The album version, which has been released to AC radio, is lush and appropriately sweeping, with a rapturously emotive vocal from Newton-John. And on background vocals is none other than Kenny “Babyface” Edmonds. “David ran into him at a party. He agreed to do it, and then actually showed up and proved he meant it,” Newton-John says. “I was just so thrilled. I think they gave it a wonderful new feel and a fresh sound.”
MCA Nashville originally intended to release the ballad “Precious Love” as the first single to country radio; however, the buzz was so hot for “Honestly” that Brown instead remixed a twanged-up country-spun version of that song.
So far, country radio has been reluctant to bite - the song is No. 107 on this issue’s unpublished rankings of Hot Country Singles & Tracks. On this issue’s Adult Contemporary chart, however, it debuts at No. 30 with airplay at 14 monitored stations. The track isn’t being worked to top 40.
As for where Newton- John would most like to see it hit, she says she doesn’t really view things along radio format lines. “Wherever it gets played is important,” she says “but I don’t really zero in on the different formats, as long as it gets played somewhere.”
Her decision to color the album country simply came from where her own tastes lie these days. “When I decided I was going to do another album, I felt that the music coming out of country today was where I belonged,” she says. “It sounded right to me, being about the singer and the song. And since I wanted to write, my instinct was to go to Nashville.”

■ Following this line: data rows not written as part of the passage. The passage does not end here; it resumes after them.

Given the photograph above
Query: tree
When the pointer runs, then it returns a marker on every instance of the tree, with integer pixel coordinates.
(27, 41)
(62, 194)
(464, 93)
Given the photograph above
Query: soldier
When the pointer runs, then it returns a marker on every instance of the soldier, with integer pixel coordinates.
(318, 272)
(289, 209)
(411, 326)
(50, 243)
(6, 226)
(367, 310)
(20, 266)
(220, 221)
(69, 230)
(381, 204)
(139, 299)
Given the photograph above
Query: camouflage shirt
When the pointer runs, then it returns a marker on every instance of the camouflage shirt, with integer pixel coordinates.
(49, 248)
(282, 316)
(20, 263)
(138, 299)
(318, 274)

Newton-John wrote or co-wrote seven songs on “Back With A Heart,” which she says was core to the process of returning to the studio: “It was such a great experience. I went to Nashville regularly and was made to feel so welcome. It really became like a second home for me.”

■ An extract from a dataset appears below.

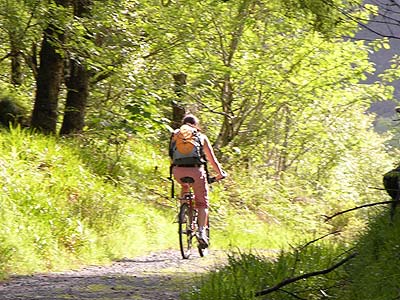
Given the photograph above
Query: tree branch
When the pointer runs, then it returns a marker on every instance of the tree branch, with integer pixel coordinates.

While she admits her radio preferences lean toward talk over much in the way of hit music radio, Newton-John considers herself plugged into the popular scene. She praises the predominance of female talent in today’s musical landscape.

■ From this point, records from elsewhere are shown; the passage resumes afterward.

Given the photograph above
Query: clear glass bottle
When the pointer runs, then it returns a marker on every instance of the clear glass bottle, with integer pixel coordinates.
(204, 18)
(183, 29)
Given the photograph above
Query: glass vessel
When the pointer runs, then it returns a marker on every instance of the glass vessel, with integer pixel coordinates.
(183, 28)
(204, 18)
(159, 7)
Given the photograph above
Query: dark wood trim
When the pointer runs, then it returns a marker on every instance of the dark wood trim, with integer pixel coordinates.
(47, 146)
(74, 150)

“It appears to be a time for women. There are so many interesting and good women singers out there now. It certainly wasn’t like that in,” she laughs, “my day. “I love Sarah McLachlan. She’s very different and so talented. And Celine [Dion] and Mariah [Carey]; they obviously have incredible voices,” she says.
In fact, when Carey came through the Australian city where Newton-John has a farm (she also has a home in Malibu, Calif.), Carey called upon her to appear onstage for a duet of “Hopelessly Devoted To You.” “It was quite a thrill, really,” says Newton-John. “She’s a sweetie. And what a voice she has.”
Carey was just the latest in a long and diverse roster of duet partners for Newton-John. Among them: Andy Gibb, Gene Kelly, Cliff Richard, and, of course, Travolta. Among those now on her wish list are opera tenor Andrea Broccoli (“such a gorgeous, gorgeous voice”), George Strait (“because he’s never done a duet; that would be great fun”), Vince Gill, Elton John (who sang background on her 1988 single “The Rumour”), and McLachlan. For the future, “I’d love to do more writing, maybe a voice for an animated film,” she says. There may also be a tour this fall.
But foremost in Newton-John’s life are caring for her 12- year-old daughter, Chloe, and continually spreading hope for other victims of cancer.
“In the strangest way, the experience enriched my life in that I value every day,” she says. “Going through something like that and coming out the other side gives you inner strength. I don’t mean to sound flippant for people who are going through it, but in some ways, it can be a gift, because it teaches so much about ourselves and life.”